What was supposed to be simple – achieving exposure to an index with a perfectly secure vehicle such as a tradable fund on exchange – turned out to be an example of complex financial structuring.

The Saga Continues

What happened next did not help. Synthetic providers started competing with each other to implement swap resets more frequently, hence reducing the nominal exposure to the financial counterparty of the swap, while ETF sales teams were trained to offer reassurance to investors over stock lending's counterparty risk with terms like “overcollateralization”, “fully or unfunded swap arrangements” and “collateral transparency” in carefully designed PowerPoint presentations that even experts can be baffled by.

Where does of all of this leave investors? We now see some investors, consultants and brokers making bold decisions on what form of ETF is most appropriate, closing the door to a large part of the available funds on the market. Those decision are often driven by sentiment or a very legitimate desire not to invest in what one does not understand. These decisions might, however, be slightly restrictive and prevent investors from making the optimal choice.

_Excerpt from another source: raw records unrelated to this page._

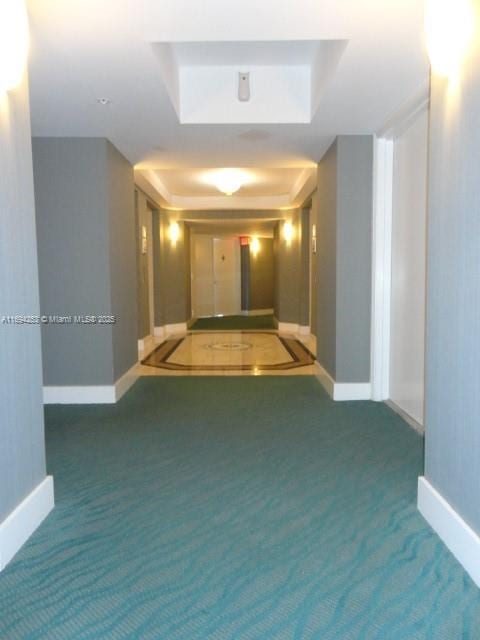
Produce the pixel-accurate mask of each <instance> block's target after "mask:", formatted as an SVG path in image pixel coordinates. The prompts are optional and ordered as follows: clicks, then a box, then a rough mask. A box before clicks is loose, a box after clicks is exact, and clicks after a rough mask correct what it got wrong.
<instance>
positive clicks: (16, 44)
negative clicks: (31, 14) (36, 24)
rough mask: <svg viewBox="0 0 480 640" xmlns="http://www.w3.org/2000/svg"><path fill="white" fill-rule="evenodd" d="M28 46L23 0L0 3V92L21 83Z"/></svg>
mask: <svg viewBox="0 0 480 640" xmlns="http://www.w3.org/2000/svg"><path fill="white" fill-rule="evenodd" d="M28 47H29V28H28V15H27V9H26V7H25V3H24V1H23V0H2V2H1V3H0V94H2V93H5V92H6V91H11V90H12V89H15V88H16V87H18V85H19V84H20V83H21V81H22V78H23V74H24V73H25V68H26V66H27V57H28Z"/></svg>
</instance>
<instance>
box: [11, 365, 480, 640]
mask: <svg viewBox="0 0 480 640" xmlns="http://www.w3.org/2000/svg"><path fill="white" fill-rule="evenodd" d="M47 451H48V470H49V472H50V473H53V474H54V476H55V486H56V502H57V506H56V509H55V510H54V512H52V514H51V515H50V516H49V518H48V519H47V520H46V521H45V523H44V524H43V525H42V526H41V527H40V528H39V530H38V531H37V532H36V533H35V534H34V536H33V537H32V539H31V540H30V541H29V543H28V544H27V545H26V546H25V547H24V549H23V550H22V551H21V552H20V553H19V554H18V555H17V557H16V559H15V560H14V561H13V562H12V563H11V564H10V565H9V566H8V567H7V568H6V569H5V571H4V572H3V573H2V574H0V638H2V640H23V639H28V640H39V639H48V640H93V639H95V640H105V639H107V640H108V639H126V638H130V639H134V638H135V639H136V638H142V639H151V640H158V639H165V640H203V639H208V640H254V639H255V640H276V639H278V640H280V639H281V640H297V639H318V640H334V639H335V640H427V639H428V640H478V639H479V638H480V591H479V590H477V589H476V588H475V586H474V584H473V583H472V582H471V580H470V579H469V578H468V576H467V575H466V574H465V573H464V572H463V570H462V569H461V567H460V566H459V565H458V564H457V562H456V561H455V560H454V558H453V557H452V556H451V555H450V554H449V552H448V551H447V550H446V548H445V547H444V546H443V544H442V543H441V542H440V540H439V539H438V538H437V537H436V536H435V535H434V533H433V532H432V531H431V529H430V528H429V527H428V526H427V524H426V523H425V521H424V520H423V519H422V517H421V516H420V515H419V513H418V512H417V510H416V507H415V499H416V483H417V476H418V475H419V474H420V473H421V472H422V439H421V438H420V437H419V436H418V435H417V434H416V433H414V432H413V431H412V430H411V429H409V427H407V426H406V425H405V424H404V423H403V422H402V420H401V419H400V418H399V417H397V416H396V415H395V414H393V413H392V412H391V411H390V410H389V409H388V408H387V407H385V406H384V405H379V404H374V403H370V402H360V403H342V404H334V403H333V402H332V401H331V400H330V399H328V398H327V397H326V395H325V394H324V393H323V392H322V391H321V389H320V387H319V386H318V383H317V381H316V380H315V379H314V378H311V377H308V376H307V377H305V376H298V377H296V376H292V377H276V378H275V377H265V378H263V377H260V378H258V377H242V378H235V377H222V378H216V377H207V378H197V377H190V378H189V377H183V378H182V377H180V378H178V377H172V378H161V377H160V378H143V379H141V380H140V381H139V382H138V383H137V385H136V386H135V387H134V388H133V389H132V390H131V391H130V392H129V393H128V394H127V395H126V396H125V397H124V398H123V399H122V400H121V401H120V402H119V403H118V404H117V405H113V406H103V407H102V406H83V407H81V406H77V407H61V406H60V407H48V408H47Z"/></svg>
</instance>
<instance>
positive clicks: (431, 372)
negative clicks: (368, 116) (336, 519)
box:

Ultimately, investors should simply assess a fund by studying the risk/return tradeoff. This includes the possible risks from the fund setup and replication mechanism.

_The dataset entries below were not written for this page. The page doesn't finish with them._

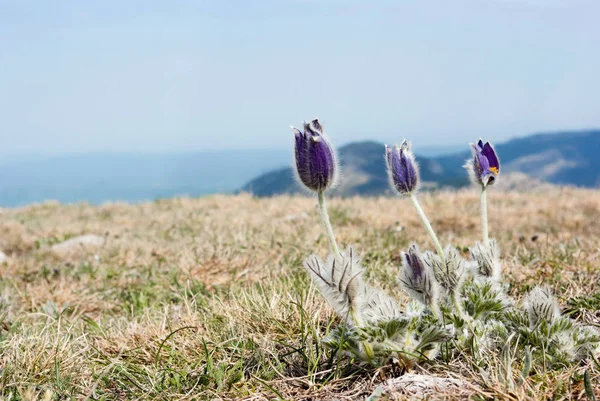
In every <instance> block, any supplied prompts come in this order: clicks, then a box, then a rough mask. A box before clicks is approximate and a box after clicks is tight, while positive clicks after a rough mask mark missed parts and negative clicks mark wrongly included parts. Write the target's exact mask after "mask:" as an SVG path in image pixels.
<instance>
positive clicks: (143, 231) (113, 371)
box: [0, 189, 600, 400]
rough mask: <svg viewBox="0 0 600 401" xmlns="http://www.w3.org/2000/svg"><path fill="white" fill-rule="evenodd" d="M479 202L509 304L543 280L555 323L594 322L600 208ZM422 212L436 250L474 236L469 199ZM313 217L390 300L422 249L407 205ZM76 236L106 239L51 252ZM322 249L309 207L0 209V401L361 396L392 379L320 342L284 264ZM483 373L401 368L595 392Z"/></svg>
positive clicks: (581, 198)
mask: <svg viewBox="0 0 600 401" xmlns="http://www.w3.org/2000/svg"><path fill="white" fill-rule="evenodd" d="M489 195H490V206H491V208H490V228H491V231H492V236H494V237H495V238H497V239H498V241H499V243H500V246H501V248H502V255H503V259H502V262H503V274H504V276H505V278H506V279H507V280H508V281H509V283H510V285H511V294H512V295H514V296H516V297H520V296H522V295H523V294H524V291H526V290H528V289H529V288H531V287H532V286H534V285H535V284H538V283H540V282H545V283H547V284H548V285H550V286H551V287H552V288H553V289H554V291H555V293H556V294H557V296H558V297H559V299H560V303H561V306H562V307H563V308H564V309H565V310H566V311H567V312H568V313H569V314H570V316H571V317H572V318H574V319H578V320H579V321H585V322H586V323H588V324H592V325H600V316H599V315H598V313H599V312H598V305H599V301H598V300H599V299H600V288H599V287H598V283H599V282H600V240H599V238H600V237H599V235H600V225H599V224H598V222H599V221H600V195H599V194H598V193H597V192H594V191H585V190H571V189H569V190H556V191H555V192H552V193H545V194H501V193H495V192H490V194H489ZM422 203H423V207H424V208H425V209H426V210H427V212H428V215H429V217H430V219H431V220H432V224H433V225H434V227H435V228H436V229H437V231H438V234H439V236H440V240H441V242H442V243H449V242H452V243H454V244H456V245H459V246H462V247H467V246H469V245H471V244H472V243H474V242H475V240H477V238H478V236H479V229H478V218H479V216H478V213H477V211H478V195H477V194H476V193H471V192H468V191H467V192H449V193H440V194H437V195H424V196H422ZM330 205H331V208H332V212H331V214H332V219H333V220H334V224H336V233H337V235H338V241H339V242H340V243H341V244H352V245H354V246H355V247H356V249H357V250H358V251H360V252H361V253H362V254H363V261H364V265H365V268H366V269H367V272H366V278H367V281H369V282H371V283H377V284H380V283H381V284H382V286H383V288H384V290H385V291H386V292H387V293H388V294H389V295H391V296H392V297H394V298H396V299H397V300H398V301H399V302H400V303H405V302H407V297H406V296H405V295H404V294H402V293H401V292H400V290H399V287H398V285H397V283H396V279H395V276H396V272H397V269H398V266H399V252H400V251H401V250H406V247H407V246H408V245H409V244H410V242H411V241H413V240H414V241H416V242H417V243H418V244H419V246H420V247H421V248H422V249H430V248H431V245H430V244H429V242H428V238H427V237H426V235H425V233H424V232H423V230H422V229H421V227H420V223H419V221H418V220H417V218H416V217H415V216H414V214H413V213H412V210H410V205H409V204H407V203H405V202H403V201H402V200H398V199H386V198H376V199H361V198H351V199H343V200H341V199H332V200H331V201H330ZM465 216H466V217H465ZM82 234H97V235H100V236H105V235H106V236H107V243H106V245H105V246H103V247H99V248H91V249H90V248H88V249H74V250H73V251H71V252H68V253H66V254H57V253H55V252H53V251H52V250H51V246H52V245H53V244H55V243H57V242H60V241H63V240H65V239H68V238H72V237H74V236H77V235H82ZM534 236H537V238H536V239H535V241H534V240H532V238H533V237H534ZM327 246H328V245H327V240H326V238H324V237H323V236H322V235H321V230H320V225H319V221H318V215H317V211H316V208H315V200H314V199H310V198H288V197H278V198H273V199H261V200H257V199H253V198H251V197H249V196H246V195H241V196H236V197H223V196H217V197H208V198H204V199H175V200H161V201H158V202H154V203H146V204H141V205H125V204H113V205H105V206H99V207H91V206H88V205H70V206H57V205H55V204H48V205H37V206H32V207H28V208H22V209H14V210H5V211H3V213H2V214H0V250H2V251H4V252H5V253H6V254H7V255H9V259H8V261H7V262H5V263H4V264H2V265H1V266H0V397H3V399H6V400H33V399H44V397H46V399H51V400H58V399H97V400H114V399H140V400H142V399H143V400H148V399H150V400H151V399H156V400H158V399H201V400H202V399H205V400H212V399H248V400H250V399H252V400H259V399H278V398H281V399H308V398H310V397H312V398H313V399H348V400H355V399H363V398H365V397H367V396H369V395H370V394H371V393H372V392H373V391H374V390H375V388H376V387H377V385H378V384H379V383H382V382H384V381H385V380H386V379H387V378H390V377H393V376H396V375H400V374H402V373H403V372H402V371H399V370H397V369H394V368H389V369H380V370H375V369H373V368H370V367H368V366H365V365H361V364H359V363H357V362H355V361H352V360H351V359H349V358H348V357H345V356H340V355H337V354H333V353H332V352H331V351H330V350H328V349H326V348H325V347H324V346H323V345H322V343H321V340H322V339H323V338H324V337H325V336H326V335H327V334H328V333H329V332H330V331H331V330H333V329H334V328H335V327H337V326H338V325H339V323H340V322H339V320H338V319H337V318H336V317H335V316H334V314H333V312H332V311H331V310H330V309H329V308H328V307H327V305H326V304H325V303H324V301H322V299H321V297H320V296H319V294H318V292H317V291H316V289H315V288H314V287H312V286H311V284H310V280H309V279H308V277H307V275H306V273H305V271H304V270H303V269H302V266H301V264H302V260H303V259H304V258H305V257H306V256H308V255H309V254H310V253H312V251H313V250H314V249H315V248H316V249H317V251H318V252H319V253H320V254H321V255H322V256H325V255H326V252H327ZM482 361H484V362H485V361H487V362H485V363H484V362H482ZM482 361H479V362H478V363H474V361H469V360H468V359H466V360H464V361H455V362H450V361H448V362H444V360H443V359H440V360H437V361H436V362H433V363H430V364H425V365H424V366H422V367H415V368H414V371H416V372H422V371H427V372H429V373H431V374H434V375H438V376H448V375H452V376H453V377H459V378H462V379H463V380H466V381H468V382H469V383H472V384H473V387H474V388H476V390H469V391H470V392H471V393H470V394H471V396H473V397H479V398H480V399H491V398H497V399H562V398H566V399H569V398H571V399H585V397H586V395H585V391H584V373H585V371H586V370H588V371H589V375H590V382H591V383H598V382H600V369H599V367H598V365H597V364H595V363H591V364H589V365H588V366H579V367H575V368H569V369H564V370H559V371H544V370H540V371H536V370H534V371H531V372H530V373H529V374H528V375H526V377H522V375H521V372H522V370H523V363H524V362H523V361H520V360H513V359H511V356H510V353H509V350H507V352H506V353H505V354H504V355H502V356H493V355H490V356H489V357H488V358H487V359H486V358H483V359H482ZM507 372H510V374H507ZM598 395H600V394H598V392H597V396H598ZM397 397H400V398H401V397H403V396H401V395H398V396H397ZM404 397H406V398H407V399H409V398H410V397H408V396H404ZM439 397H440V398H444V397H445V395H444V394H442V393H440V394H439ZM390 399H396V398H393V397H392V398H390Z"/></svg>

Are you willing to make that call? It is worth noting that some very large ETF providers do not require the use of derivatives or stock lending programs to be efficient when operating on a very large scale and on very liquid underlying securities.

Watch Out For Smaller Funds

Here comes the trick. The proliferation of new ETFs tracking specialized indices such as sector, country or alternative weighting schemes have resulted in less scale benefits and higher trading costs. This is where stock lending helps by tilting the returns of the portfolio and possibly offsetting those costs, or where synthetic ETF managers pass the implementation complexity over to large trading organizations. It remains the investor’s role to assess whether the circumstances really justify such methods and whether the legal and operational setup offer the right level of protection.

So, how can investors make an informed choice about which ETF they should pick?

-          Assess replication performance for all funds tracking a given index by analyzing the tracking error, tracking difference and their evolution over time.

-          Sort funds based on what really matters to you: long term holders might be more affected by poor tracking difference while traders might fear tracking error and trading costs.

-          Make certain you understand the consequence of a credit event on your assets (what assets will be returned to the fund, and what the impact of the default is). While the likelihood of such an event remains extremely low, investors will make a better decision when such a risk is factored into their selection process.

Taking into account the above wish list, the question is not whether a fund is physical or synthetic, or whether it is involved in stock lending schemes – it is simply a question of what you can get versus the risk you are taking.

 

 

Jean-René Giraud is chief executive officer of French advisory group and risk manager Koris International. Koris also owns TrackInsight, a service which rates 520 European ETFs on their tracking performance, cost and liquidity.